Volkswagen Financial Services (VWFS) reported a 5.6% year-on-year increase in H1 profits to €1.2bn (£1bn), which it attributed to strong deliveries for passenger cars and a low interest rate environment in Europe.
The number of new contracts was up by 300,000 to 3.9m. Revenues were up 4.1% to €16.6bn. Leasing income from passenger cars was down 3% to €396m, but was offset by higher revenues in the commercial vehicles segment and other financial services.
Volkswagen, which last month revealed plans for car-sharing in Germany and abroad to compete with the likes of BMW and Daimler, said it was “well prepared for the future challenges in the mobility business and the mixed developments in regional automotive markets”.
It highlighted a digitalisation drive within VWFS, which it linked to the captive’s investment in VTXRM, a Portuguese contract management company, in April.
“We believe that automotive financial services will continue to be very important for vehicles sale worldwide in 2018,” Volkswagen said.
Volkswagen group results feel dieselgate impact
At group level, Volkswagen reported a fall in profits of 9.1% to €8.1bn, despite higher revenues of €119bn, up 3.4%.
An increase in income in all segments, with VW passenger car profits up by €340m, was offset by a €1bn dieselgate fine and another €635m in costs over the emission cheating scandal.
The group has been navigating a turbulent year, with its operations probed by prosecutors in Germany, the United States and elsewhere.
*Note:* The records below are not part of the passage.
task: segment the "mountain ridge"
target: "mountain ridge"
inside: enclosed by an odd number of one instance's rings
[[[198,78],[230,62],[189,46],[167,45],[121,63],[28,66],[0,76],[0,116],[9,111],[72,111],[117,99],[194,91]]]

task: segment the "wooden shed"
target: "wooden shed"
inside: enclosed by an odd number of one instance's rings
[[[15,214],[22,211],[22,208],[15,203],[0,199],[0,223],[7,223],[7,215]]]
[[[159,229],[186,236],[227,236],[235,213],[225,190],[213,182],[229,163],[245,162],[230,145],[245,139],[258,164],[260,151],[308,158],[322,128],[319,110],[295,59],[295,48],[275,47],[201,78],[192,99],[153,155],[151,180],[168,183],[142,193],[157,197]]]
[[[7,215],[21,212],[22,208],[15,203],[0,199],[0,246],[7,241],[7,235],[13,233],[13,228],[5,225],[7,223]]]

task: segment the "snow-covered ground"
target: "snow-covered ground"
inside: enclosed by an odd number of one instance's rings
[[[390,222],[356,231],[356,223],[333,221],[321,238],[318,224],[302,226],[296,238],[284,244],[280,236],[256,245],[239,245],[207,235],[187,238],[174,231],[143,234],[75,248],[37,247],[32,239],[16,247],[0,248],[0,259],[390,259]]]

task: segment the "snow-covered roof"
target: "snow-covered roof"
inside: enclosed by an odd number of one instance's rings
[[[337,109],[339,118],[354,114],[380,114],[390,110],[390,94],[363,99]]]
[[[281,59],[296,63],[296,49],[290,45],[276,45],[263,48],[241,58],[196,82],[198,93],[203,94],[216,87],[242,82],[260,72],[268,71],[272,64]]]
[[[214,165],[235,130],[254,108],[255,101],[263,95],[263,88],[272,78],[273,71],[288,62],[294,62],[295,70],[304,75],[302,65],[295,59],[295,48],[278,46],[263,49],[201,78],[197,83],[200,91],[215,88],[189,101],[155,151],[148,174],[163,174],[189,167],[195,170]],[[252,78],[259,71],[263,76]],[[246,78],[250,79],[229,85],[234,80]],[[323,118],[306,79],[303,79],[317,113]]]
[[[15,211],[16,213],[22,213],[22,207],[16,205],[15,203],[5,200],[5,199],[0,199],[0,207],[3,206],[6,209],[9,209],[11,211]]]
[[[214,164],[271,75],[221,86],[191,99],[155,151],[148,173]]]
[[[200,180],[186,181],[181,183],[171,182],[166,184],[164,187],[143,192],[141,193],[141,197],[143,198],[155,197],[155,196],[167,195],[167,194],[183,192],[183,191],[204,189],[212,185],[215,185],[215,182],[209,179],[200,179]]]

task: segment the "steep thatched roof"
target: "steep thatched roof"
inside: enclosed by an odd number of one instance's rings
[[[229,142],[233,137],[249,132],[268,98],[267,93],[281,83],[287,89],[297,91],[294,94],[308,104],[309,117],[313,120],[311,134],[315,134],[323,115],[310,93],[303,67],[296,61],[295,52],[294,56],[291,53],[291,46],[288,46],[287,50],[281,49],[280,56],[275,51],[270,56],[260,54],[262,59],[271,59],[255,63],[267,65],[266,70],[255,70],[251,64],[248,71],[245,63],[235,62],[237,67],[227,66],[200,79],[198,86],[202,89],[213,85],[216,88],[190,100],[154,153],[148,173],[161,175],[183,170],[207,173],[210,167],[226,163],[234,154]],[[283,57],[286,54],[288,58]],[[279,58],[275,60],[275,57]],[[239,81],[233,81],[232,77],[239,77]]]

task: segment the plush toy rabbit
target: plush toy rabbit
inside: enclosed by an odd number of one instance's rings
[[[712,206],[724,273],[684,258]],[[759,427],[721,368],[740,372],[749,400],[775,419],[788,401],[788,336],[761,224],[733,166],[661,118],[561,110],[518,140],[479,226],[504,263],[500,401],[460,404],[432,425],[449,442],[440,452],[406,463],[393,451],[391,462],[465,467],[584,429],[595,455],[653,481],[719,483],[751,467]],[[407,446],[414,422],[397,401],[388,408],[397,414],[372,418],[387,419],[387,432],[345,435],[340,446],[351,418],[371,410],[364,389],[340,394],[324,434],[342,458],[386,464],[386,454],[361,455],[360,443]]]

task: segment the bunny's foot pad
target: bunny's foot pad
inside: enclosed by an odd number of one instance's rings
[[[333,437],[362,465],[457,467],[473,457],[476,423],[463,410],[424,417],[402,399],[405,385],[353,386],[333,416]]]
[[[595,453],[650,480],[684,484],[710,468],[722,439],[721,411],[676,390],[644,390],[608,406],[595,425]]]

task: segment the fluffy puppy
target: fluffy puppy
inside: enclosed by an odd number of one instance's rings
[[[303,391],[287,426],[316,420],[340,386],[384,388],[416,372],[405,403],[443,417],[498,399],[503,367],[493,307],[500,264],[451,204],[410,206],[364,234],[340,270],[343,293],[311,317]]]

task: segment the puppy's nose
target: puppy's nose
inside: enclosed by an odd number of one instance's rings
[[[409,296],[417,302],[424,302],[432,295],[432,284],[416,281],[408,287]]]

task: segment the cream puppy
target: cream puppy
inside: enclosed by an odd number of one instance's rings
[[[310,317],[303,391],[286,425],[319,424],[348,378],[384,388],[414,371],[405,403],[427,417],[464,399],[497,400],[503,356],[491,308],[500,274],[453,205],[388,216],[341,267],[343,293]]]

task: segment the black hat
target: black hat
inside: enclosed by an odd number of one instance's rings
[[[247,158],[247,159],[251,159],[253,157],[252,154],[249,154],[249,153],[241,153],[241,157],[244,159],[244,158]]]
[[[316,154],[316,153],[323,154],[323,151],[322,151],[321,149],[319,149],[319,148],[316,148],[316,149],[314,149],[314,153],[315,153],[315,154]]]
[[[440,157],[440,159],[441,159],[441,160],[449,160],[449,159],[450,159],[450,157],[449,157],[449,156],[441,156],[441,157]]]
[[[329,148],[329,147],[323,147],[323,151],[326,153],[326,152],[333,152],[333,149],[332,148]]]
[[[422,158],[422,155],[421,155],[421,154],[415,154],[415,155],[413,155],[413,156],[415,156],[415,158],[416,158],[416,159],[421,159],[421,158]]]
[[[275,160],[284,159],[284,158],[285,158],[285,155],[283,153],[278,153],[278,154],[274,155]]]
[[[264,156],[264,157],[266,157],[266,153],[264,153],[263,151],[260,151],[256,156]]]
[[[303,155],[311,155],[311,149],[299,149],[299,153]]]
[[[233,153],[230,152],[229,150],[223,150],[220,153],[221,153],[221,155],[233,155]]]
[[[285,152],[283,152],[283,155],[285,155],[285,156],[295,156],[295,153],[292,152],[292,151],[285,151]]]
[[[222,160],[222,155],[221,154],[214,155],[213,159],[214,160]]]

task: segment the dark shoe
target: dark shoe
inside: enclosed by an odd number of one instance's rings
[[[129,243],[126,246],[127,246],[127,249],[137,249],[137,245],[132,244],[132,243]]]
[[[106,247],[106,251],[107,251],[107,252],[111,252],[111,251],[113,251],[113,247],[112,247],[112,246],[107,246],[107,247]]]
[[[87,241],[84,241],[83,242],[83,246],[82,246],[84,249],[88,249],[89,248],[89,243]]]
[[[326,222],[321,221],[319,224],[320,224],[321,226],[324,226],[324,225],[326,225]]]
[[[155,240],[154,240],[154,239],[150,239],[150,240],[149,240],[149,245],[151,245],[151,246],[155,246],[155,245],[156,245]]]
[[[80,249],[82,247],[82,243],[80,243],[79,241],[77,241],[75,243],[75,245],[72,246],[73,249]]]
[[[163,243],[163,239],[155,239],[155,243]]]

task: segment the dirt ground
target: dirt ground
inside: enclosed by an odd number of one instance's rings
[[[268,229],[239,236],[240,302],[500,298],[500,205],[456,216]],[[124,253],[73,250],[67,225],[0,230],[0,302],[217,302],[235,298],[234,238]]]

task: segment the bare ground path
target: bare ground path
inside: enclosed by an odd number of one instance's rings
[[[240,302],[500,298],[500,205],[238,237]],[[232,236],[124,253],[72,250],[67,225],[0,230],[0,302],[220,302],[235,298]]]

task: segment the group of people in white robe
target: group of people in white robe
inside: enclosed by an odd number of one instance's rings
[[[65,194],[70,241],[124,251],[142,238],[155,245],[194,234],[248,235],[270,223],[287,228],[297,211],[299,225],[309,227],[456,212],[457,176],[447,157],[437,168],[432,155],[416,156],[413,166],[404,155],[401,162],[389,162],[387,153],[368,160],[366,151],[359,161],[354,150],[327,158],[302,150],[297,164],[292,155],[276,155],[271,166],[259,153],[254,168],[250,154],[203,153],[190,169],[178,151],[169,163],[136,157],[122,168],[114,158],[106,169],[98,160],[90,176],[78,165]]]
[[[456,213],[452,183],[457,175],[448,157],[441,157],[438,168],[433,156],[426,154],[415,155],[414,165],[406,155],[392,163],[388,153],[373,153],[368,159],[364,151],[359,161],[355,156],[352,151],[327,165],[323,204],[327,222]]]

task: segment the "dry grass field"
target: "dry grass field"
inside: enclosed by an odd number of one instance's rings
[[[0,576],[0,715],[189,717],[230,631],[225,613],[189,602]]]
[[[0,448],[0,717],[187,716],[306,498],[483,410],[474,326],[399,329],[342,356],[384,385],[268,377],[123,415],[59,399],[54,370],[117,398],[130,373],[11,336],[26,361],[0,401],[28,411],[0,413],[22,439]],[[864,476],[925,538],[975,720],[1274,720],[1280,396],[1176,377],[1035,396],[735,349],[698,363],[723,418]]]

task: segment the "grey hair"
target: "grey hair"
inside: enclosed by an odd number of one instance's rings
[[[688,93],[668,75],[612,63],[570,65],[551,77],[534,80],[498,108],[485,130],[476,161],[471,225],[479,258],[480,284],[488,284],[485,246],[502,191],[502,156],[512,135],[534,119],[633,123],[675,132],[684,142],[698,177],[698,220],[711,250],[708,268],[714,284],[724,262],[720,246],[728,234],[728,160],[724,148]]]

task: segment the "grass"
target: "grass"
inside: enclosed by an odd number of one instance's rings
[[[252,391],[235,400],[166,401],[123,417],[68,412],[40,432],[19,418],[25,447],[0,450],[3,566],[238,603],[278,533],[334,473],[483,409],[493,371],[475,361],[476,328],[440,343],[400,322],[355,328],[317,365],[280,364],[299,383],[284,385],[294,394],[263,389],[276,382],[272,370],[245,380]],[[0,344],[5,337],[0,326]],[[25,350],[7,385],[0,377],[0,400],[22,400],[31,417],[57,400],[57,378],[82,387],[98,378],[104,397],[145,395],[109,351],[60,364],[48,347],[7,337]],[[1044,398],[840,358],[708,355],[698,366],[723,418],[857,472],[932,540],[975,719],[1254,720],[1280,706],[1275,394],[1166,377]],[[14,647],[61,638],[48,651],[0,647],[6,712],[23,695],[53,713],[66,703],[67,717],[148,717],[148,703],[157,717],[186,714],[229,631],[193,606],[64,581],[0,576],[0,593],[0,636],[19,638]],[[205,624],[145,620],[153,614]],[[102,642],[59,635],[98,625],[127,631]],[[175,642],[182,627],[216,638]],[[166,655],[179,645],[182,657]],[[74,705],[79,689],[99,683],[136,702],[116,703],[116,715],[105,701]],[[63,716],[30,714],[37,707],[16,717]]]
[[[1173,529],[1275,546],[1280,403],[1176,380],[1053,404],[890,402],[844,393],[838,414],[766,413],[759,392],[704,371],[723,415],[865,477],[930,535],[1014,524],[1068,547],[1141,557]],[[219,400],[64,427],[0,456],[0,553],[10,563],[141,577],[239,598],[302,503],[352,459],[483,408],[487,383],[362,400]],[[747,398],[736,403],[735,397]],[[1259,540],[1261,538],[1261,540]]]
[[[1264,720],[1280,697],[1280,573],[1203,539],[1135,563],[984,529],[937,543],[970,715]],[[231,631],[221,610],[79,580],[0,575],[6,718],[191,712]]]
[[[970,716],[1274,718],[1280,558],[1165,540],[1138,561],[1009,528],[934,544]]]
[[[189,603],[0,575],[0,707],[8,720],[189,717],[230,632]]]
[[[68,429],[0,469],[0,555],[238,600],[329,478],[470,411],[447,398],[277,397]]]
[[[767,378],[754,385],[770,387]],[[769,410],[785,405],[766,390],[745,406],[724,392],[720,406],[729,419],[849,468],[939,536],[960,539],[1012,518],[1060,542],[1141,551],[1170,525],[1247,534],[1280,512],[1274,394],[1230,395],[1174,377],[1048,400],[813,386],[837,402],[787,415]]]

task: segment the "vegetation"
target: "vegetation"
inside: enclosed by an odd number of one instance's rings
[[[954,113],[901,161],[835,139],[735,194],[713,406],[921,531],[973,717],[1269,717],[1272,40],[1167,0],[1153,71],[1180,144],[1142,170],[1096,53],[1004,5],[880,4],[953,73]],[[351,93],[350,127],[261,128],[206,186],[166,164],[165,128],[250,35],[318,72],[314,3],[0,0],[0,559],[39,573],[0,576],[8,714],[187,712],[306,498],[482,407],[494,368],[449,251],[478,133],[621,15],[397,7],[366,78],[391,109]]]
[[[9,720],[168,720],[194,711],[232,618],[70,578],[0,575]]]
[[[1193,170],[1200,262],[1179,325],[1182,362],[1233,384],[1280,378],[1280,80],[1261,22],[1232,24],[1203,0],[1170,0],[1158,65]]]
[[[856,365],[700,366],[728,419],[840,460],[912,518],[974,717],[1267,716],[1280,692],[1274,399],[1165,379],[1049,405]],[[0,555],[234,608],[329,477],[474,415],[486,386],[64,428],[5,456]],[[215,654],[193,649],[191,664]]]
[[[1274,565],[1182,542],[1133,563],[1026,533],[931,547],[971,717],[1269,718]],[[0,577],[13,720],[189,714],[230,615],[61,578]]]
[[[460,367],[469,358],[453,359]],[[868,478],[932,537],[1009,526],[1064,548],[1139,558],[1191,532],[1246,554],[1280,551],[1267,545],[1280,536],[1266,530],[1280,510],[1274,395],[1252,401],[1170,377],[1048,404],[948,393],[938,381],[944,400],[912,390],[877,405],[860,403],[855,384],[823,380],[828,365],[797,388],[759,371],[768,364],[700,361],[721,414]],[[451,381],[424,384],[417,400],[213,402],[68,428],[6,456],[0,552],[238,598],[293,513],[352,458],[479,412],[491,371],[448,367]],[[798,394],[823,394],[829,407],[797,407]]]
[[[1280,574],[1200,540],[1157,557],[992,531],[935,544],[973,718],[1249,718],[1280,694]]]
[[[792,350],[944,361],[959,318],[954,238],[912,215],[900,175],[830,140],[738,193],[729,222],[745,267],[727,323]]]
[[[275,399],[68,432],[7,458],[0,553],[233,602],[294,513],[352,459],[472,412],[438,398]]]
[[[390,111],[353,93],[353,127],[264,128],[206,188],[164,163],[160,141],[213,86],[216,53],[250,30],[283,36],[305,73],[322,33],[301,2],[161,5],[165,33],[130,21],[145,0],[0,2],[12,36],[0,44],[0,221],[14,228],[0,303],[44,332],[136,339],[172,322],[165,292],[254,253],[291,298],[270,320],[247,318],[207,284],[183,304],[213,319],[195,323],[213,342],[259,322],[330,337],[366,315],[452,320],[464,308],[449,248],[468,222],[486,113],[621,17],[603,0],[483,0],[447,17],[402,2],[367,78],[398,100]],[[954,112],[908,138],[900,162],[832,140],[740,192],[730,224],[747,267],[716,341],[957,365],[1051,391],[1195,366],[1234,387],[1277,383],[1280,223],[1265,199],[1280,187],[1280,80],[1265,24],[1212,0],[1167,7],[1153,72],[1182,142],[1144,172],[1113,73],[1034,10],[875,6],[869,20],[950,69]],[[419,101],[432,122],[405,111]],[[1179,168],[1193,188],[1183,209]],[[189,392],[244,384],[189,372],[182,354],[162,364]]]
In June, Audi boss Rupert Stadler was arrested in Germany, with prosecutors citing risks of evidence tampering and flight.
The carmaker’s position in its home market was further complicated when Germany’s Federal Court of Justice gave the green light for local authorities to impose city-wide bans on diesels. In the aftermath of the decision, Volkswagen launched a “diesel ban guarantee” for buyers of new vehicles, in an effort to safeguard passenger car sales.